“What’s it like now?” I ask. For the first time I let myself remember that all my family wasn’t evacuated that night. Grandpa is still there.

“How is it different?” I have to know.

But Megan just shakes her head, almost like she’s slowly waking from a dream. “I don’t know. It just is. I mean, for one thing, Ms. Chancellor is never around. At least, I haven’t seen her. I think she might be gone. Moved. Transferred or something. I don’t know. And there are way more guards posted. My mom has been working like crazy. I tried to snoop around and figure out what’s up, but they’re using next-gen encryption, and protocols like I’ve never seen. I do know that your grandpa brought in a bunch of security experts to revamp the cameras and gates and fences and everything. The passage that opens up into the basement? That’s long gone. They put up wire around the walls! Oh, and all the Adrian citizens who work at the embassy? They’re gone.”

“What do you mean, gone?” I ask.

“I mean fired. Or farmed out, given jobs at other embassies on the row. Replaced. No one gets in unless they’re a US citizen who has been through all kinds of CIA background checks and/or is on a very short leash.”

Megan takes a deep breath.

“The place you left, Grace? The building where your mom grew up and you spent your summers when you were little? It’s not an embassy anymore.” Megan looks me in the eye. “It’s a fortress.”

I never had a home. Not really. Or that’s what I liked to say—liked to think. We moved so many times and so often that I never even tried to put down roots. But that’s not true, I’ve come to realize. My mother’s roots were always on Embassy Row. And she planted mine there, too. It’s more than a building, more than my grandfather. More even than the secret, ancient heritage of a grandmother I never knew. Like most things, I didn’t know it until it was gone. And Megan’s words make me miss the only home I’ve ever known.

I look back out the window. When I speak, my breath fogs against the glass.

“So … someone is trying to kill me. And Jamie. They want—no, they need—us dead. We’re a threat. And as long as we live … as long as our entire bloodline lives, we will always be a threat.”

“But, Grace …” Rosie stumbles over her words, she seems so confused, so lost, as she asks, “Do you want to be a princess?”

That this is a question people now seriously ask me is something I can’t quite comprehend.

“No, Ro, I most certainly do not want to be a princess.”

“Well, maybe if you explain that to everyone,” Rosie says. “Maybe if you just tell them, then maybe …”

I’m just starting to speak, to protest, to try to explain that no one has ever taken my word about anything, when Megan beats me to it.

“It doesn’t work that way,” she says.

“Yeah. They’re never going to believe me,” I say, but Megan is shaking her head.

“No, Grace. You don’t understand. Adrian law won’t allow it.”

Megan reaches into her bag for her laptop. In a flash, it’s open and connecting to the train’s Wi-Fi. We all sit in silence as her perfectly manicured fingers fly over the keys. Then Megan is spinning the laptop around.

“I’m talking about this.”

It’s a website devoted to Adrian history, specifically the history of the government.

“After the War of the Fortnight, all kinds of people still believed that Amelia was alive,” Megan says. “Or maybe they just hoped she was. Anyway, it was a rumor for a long time.”

“Okay,” Noah says, as if it’s not okay and he doesn’t understand at all. He’s not the only one.

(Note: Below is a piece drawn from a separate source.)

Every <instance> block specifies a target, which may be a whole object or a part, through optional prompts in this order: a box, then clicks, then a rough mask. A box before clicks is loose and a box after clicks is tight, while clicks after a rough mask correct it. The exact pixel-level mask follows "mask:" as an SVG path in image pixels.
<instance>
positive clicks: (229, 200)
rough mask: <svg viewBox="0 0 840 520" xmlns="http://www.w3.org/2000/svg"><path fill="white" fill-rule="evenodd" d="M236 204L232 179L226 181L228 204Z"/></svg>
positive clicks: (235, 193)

“Think about it,” Megan tells us. “The country had just been through a war. A bloody, bitter revolution. Adria was fractured and broken. And they needed to move on. They brokered the peace treaty under the condition that the dead king’s brother would assume the throne but that there would also be a new parliament. Peace depended upon that. But there were still all these whispers—all these theories—that Amelia was alive, and as much as half the country wanted the war to be over, the other half didn’t want Amelia’s throne taken away from her if she was still alive—that if she really did survive, they owed it to her to keep her throne intact.”

“So?” Leave it to Rosie to cut right to the heart of the matter. “Amelia never was put on the throne. And then, presumably, she died. Unless she became a vampire. Did she become a vampire?”

“No,” Megan says quite simply. “But they wrote the constitution as if someday she might come back, and”—Megan turns to the laptop and then begins to read—“‘In the event that our lost Amelia should be found, she or her heirs shall return to the throne of the country that is rightfully theirs.’”

Megan’s words are still echoing around the train car, but my thoughts are racing by as quickly as the landscape outside.

“Don’t you see?” Megan sounds like she’s losing patience with us. “If Amelia had returned—if her heirs return—then it all goes away. The prime minister. Parliament. Not to mention the current king. All gone. Amelia’s heirs—that’s you, Grace. That’s Jamie—would reclaim the throne and then Adria would, by law, revert to the government it had before the coup.”